Saisie d’un recours pour excès de pouvoir, la cour administrative d’appel de Marseille s’est prononcée sur la légalité d’une délibération d’un conseil municipal approuvant sous conditions préalables et suspensives la vente de deux parcelles communales et autorisant le maire à signer l’acte de vente. Ces conditions tenaient d’une part, à l’octroi d’un permis de construire et d’autre part, à la construction d’un accès piétonnier de 200 mà restituer à la commune et à l’instauration d’un droit de préférence au bénéfice de la commune pendant une période de 50 ans.

La juridiction devait au préalable déterminer la nature du contrat. Elle a considéré que le contrat en cause était une simple promesse de vente de deux parcelles du domaine privé municipal et non un contrat administratif. 

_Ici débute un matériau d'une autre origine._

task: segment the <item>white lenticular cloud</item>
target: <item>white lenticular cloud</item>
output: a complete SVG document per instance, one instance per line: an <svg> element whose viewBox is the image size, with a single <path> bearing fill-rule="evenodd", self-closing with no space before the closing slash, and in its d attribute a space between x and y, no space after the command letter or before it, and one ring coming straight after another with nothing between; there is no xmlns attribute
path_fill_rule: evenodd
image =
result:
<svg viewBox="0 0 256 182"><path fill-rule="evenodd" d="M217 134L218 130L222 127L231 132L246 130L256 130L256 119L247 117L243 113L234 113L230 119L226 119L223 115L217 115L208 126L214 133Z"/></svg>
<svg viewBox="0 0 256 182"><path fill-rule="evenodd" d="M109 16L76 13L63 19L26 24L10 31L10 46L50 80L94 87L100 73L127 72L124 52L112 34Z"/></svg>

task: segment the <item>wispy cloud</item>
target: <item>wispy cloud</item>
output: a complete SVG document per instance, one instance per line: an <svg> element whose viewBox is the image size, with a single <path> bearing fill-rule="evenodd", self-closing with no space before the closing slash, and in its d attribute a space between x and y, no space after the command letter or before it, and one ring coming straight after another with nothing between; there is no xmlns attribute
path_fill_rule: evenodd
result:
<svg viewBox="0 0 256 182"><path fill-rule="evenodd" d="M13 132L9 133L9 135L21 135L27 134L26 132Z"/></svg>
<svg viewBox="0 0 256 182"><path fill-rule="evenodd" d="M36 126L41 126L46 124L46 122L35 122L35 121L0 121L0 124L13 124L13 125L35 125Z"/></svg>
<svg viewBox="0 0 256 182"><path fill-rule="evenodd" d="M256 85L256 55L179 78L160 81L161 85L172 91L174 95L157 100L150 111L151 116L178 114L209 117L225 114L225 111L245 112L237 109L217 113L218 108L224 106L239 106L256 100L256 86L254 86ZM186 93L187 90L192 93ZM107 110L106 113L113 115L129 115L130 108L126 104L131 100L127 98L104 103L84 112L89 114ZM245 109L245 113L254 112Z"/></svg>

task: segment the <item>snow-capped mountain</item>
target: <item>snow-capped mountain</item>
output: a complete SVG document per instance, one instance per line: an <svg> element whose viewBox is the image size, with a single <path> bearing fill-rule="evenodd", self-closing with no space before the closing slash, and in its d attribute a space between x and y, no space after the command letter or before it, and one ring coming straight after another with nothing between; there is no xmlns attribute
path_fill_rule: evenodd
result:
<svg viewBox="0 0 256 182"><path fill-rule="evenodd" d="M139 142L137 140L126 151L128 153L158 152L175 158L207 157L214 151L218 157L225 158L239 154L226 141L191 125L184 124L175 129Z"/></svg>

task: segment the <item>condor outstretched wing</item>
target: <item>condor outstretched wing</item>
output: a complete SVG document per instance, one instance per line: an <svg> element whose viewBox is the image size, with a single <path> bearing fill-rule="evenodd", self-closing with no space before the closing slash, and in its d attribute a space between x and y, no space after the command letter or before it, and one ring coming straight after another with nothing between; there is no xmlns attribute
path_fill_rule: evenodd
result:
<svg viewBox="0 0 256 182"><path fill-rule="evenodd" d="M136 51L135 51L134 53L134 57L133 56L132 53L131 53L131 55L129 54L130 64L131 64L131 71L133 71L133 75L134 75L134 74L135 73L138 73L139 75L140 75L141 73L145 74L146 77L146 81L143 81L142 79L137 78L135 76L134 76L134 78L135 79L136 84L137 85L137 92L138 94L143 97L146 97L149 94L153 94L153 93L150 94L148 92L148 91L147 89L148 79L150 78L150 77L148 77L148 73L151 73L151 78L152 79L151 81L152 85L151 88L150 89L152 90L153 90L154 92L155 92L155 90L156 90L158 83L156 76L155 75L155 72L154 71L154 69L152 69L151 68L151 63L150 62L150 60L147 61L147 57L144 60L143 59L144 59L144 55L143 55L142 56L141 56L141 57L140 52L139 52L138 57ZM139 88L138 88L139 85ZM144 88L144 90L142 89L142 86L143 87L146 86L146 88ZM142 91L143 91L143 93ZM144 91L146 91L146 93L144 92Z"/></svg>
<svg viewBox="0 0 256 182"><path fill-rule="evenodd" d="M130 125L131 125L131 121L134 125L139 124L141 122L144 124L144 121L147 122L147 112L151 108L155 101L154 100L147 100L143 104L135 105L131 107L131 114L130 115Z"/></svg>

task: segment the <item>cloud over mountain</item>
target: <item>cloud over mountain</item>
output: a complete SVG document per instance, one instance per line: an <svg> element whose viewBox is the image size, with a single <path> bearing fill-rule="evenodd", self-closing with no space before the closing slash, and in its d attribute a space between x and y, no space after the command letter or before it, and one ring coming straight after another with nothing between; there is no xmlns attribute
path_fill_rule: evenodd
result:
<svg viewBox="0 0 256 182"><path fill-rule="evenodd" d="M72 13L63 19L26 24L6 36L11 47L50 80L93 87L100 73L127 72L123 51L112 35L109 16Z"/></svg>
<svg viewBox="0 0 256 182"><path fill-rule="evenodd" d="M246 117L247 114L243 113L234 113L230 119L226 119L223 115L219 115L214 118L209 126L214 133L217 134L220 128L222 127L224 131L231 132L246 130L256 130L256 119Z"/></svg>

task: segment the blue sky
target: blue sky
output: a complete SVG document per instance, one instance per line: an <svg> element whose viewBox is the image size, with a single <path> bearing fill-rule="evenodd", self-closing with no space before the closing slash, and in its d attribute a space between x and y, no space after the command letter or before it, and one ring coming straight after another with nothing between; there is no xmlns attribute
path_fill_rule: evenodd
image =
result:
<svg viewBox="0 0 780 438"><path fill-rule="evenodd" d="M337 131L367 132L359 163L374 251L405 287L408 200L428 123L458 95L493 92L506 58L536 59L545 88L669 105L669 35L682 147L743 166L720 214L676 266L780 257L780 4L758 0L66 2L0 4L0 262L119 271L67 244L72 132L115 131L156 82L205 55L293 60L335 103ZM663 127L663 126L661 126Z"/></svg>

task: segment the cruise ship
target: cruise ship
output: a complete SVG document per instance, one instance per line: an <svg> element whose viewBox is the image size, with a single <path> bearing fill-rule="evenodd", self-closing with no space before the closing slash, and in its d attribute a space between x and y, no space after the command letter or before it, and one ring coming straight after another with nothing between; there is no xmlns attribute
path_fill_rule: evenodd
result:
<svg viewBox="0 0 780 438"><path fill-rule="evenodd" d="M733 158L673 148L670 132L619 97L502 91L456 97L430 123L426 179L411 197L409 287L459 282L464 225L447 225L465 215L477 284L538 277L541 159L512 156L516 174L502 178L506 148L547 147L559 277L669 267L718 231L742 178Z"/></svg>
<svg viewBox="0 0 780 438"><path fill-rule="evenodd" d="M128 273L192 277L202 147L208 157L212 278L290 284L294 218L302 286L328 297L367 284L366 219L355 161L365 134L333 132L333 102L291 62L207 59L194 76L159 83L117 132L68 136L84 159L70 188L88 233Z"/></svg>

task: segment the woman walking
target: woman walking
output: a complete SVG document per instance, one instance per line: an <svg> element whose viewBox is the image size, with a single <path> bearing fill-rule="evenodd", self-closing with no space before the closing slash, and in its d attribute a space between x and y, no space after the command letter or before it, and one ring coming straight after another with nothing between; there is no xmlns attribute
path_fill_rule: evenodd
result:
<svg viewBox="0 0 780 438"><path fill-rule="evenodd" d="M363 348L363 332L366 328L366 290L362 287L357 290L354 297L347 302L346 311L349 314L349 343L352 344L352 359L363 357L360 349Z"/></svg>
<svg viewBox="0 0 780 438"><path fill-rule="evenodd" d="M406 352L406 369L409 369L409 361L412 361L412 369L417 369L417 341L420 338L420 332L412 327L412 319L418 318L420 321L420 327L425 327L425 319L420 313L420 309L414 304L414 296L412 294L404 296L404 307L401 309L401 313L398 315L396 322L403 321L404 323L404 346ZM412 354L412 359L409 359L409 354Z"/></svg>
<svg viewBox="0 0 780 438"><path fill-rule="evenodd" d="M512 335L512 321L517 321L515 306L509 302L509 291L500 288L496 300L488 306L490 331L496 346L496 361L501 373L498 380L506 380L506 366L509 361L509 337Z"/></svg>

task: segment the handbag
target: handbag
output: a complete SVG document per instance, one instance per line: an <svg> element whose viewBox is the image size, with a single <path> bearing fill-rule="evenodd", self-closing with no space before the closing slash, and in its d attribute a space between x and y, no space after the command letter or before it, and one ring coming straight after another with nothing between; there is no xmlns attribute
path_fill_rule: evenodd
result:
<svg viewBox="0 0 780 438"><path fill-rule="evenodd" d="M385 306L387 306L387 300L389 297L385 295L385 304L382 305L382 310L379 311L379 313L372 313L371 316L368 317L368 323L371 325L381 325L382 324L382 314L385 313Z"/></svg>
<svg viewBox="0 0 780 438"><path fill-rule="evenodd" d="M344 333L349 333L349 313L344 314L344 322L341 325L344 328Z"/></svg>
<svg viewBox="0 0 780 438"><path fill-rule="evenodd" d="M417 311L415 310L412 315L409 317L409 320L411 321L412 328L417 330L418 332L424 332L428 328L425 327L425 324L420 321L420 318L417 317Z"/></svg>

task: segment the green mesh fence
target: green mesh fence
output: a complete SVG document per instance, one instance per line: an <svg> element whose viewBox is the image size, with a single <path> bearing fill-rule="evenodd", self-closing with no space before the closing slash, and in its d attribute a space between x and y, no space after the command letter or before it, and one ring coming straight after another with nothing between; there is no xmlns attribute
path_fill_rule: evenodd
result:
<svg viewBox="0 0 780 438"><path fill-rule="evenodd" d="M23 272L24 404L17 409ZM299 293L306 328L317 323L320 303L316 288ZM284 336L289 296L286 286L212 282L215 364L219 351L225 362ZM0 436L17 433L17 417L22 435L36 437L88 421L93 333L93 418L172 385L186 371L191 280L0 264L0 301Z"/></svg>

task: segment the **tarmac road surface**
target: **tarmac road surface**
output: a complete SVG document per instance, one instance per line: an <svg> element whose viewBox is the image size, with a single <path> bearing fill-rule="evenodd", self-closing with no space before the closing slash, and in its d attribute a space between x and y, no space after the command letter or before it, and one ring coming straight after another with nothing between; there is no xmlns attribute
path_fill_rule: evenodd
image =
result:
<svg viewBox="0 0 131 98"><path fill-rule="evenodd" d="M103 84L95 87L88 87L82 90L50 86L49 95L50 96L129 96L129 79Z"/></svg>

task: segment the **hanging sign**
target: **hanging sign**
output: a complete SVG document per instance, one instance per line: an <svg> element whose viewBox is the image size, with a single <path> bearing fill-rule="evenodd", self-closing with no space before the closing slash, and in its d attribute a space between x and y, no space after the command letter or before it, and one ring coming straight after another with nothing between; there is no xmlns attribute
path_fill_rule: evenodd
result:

Elle exclut ainsi la qualification de marché public de travaux au motif qu’aucune prescription technique n’avait été émise par la commune, de même que le contrat ne répondait pas aux besoins propres de cette dernière. Le juge justifie sa position en indiquant :

« ce contrat ne saurait être rangé au nombre des marchés de travaux publics, alors même que l’acte comportait la réalisation d’un accès piétonnier, celui-ci représentant un aspect purement accessoire de l’opération eu égard à son emprise très limitée, et ouvrait un droit de préférence à la commune en cas de revente du bien, droit dont l’exercice revêt un caractère purement aléatoire et facultatif pour celle-ci. »

Point n° 8

Le contrat ne saurait également être qualifié de concession de travaux puisque le droit d’exploitation est définitivement acquis à la société acheteuse en raison du transfert de propriété. De surcroît, le contrat ne comportait aucune clause exorbitante de droit commun et ne faisait pas participer la société à un service public. 

Dans ces conditions, le contrat constituait un contrat de droit privé et c’est à bon droit que la société requérante avait demandé l’annulation de la délibération litigieuse par la voie d’un recours pour excès de pouvoir.  

La délibération litigieuse est annulée par le juge pour atteinte portée au droit à l’information des membres du conseil municipal.